続いて、カーライルが一歩前に進み、低く落ち着いた声で名乗った。
「カーライルだ。」
その短い一言には、彼自身の性格が如実に現れていた。余計な言葉を削ぎ落とし、無骨でありながらも、その背後には冒険者として数々の困難を乗り越えた者の重みが感じられる。無言のうちに、彼が歩んできた険しい道のりが静かに語られているかのようだった。
玉座に座る第三王子は、二人の挨拶を受け取りながら、その深紅の瞳を静かに細めた。彼の銀髪は、降り注ぐ月光を浴びて淡く輝き、冷たくも神秘的な光を放っている。静かに手を礼服の肩から外し、動きを止めて二人を見据えるその姿には、年若さとは相反する威厳と重圧が漂っていた。
王子は軽く頷き、低く、しかし透き通る声で口を開いた。
「遠路はるばる来てくれたこと、心から感謝している。

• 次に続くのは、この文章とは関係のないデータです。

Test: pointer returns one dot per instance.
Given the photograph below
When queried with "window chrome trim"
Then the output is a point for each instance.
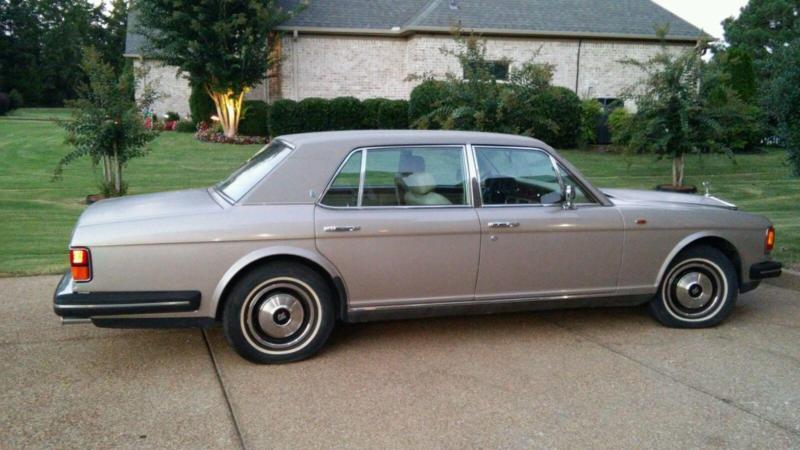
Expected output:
(553, 162)
(465, 168)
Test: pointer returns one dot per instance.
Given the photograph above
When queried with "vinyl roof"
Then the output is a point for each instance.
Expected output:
(618, 19)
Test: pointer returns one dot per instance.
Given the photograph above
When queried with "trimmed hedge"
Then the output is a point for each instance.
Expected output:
(283, 118)
(425, 98)
(255, 120)
(200, 105)
(314, 114)
(346, 113)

」
初めて耳にする第三王子の声は若く、微かに幼さも感じられるが、その一方で王家としての威厳と重みが漂い、アルマは緊張のあまり背筋を伸ばし、顔がこわばる。
第三王子は穏やかな眼差しをアルマに向けると、柔らかな口調で語りかけた。
「そんなに堅苦しくしないでくれ。今夜は肩書きも格式も忘れて、ただ“シオン”として、君たち命の恩人と話がしたいんだ。」
その声には優しさの中に確かな意志が宿り、玉座の間に静かに響き渡った。肩書きの重圧を解き放ち、対等な立場で心を通わせたいというシオンの真摯な思いが、一言一言に滲んでいた。

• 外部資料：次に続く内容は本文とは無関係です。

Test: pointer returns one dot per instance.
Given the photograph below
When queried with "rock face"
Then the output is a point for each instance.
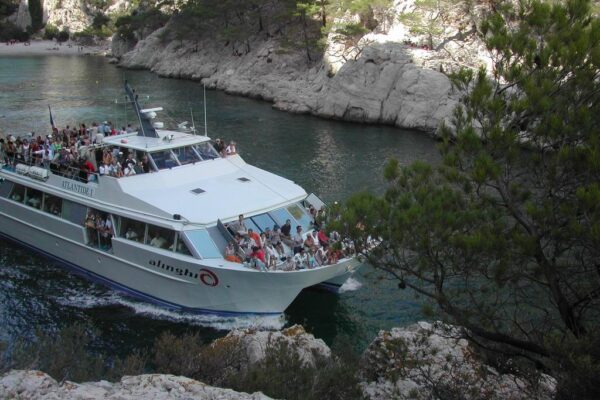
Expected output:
(70, 14)
(429, 361)
(382, 86)
(255, 343)
(34, 385)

アルマはシオンの思いがけない言葉に一瞬戸惑いを覚えたが、その誠実な眼差しに触れて心が解きほぐされるのを感じた。慎重に頭を垂れ、「かしこまりました、シオン殿下」と静かに応えたが、その声にはまだ王族への敬意が色濃く残っていた。
シオンは少しだけ不満げな微笑を浮かべ、さらに言葉を重ねた。「デュフォンマル殿、報告書で知ったのだが、どうやら君と僕は同い年らしい。もう少し肩の力を抜いて接してくれないだろうか。」
その言葉には、形式を超えた、心からの理解を求める強い意志が込められていた。シオンの瞳には、表面的な礼儀に囚われることなく、本音で語り合おうとする熱意が宿り、厳粛な空間に温かな光が差し込むように感じられた。

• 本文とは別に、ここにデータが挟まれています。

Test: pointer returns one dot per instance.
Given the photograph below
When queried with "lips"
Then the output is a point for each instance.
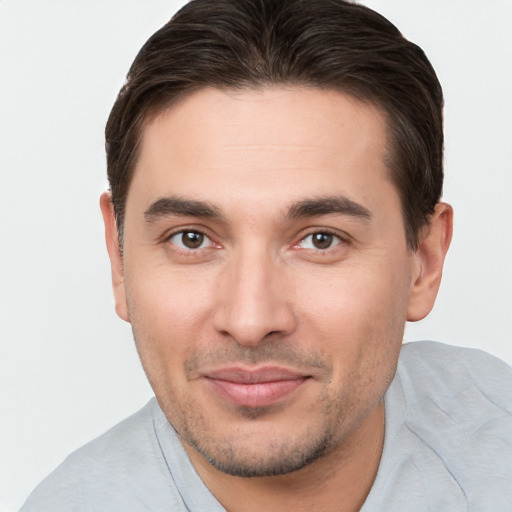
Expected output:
(254, 388)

アルマはその思いを受け、しばし考え込んだ末、視線を落として静かに言葉を選んだ。「ですが…あなたは王子ですし、無礼にあたるのではないでしょうか…」その声には、シオンが背負う王族としての重責への深い敬意が滲んでいた。
しかし、シオンは軽く手を振り、優しくその言葉を遮った。「そんなことは気にしないでほしい。格式に囚われすぎていては、伝えたいことも心に届かぬままになる。」
その言葉に込められた真心が、アルマの心にじんわりと染み渡る。彼女は少し考えたのち、表情が徐々に柔らかくなっていくのを自らも感じた。やがて顔を上げ、静かに微笑みながら応じた。「確かに…そうですね。」
「それでは、シオン殿下がそうおっしゃるのなら、私も形式にはこだわりません。どうぞ、『アルマ』とお呼びください。」アルマはまっすぐにシオンを見つめ、その一言には、彼の真摯な思いを受け入れ、心を開く決意が込められていた。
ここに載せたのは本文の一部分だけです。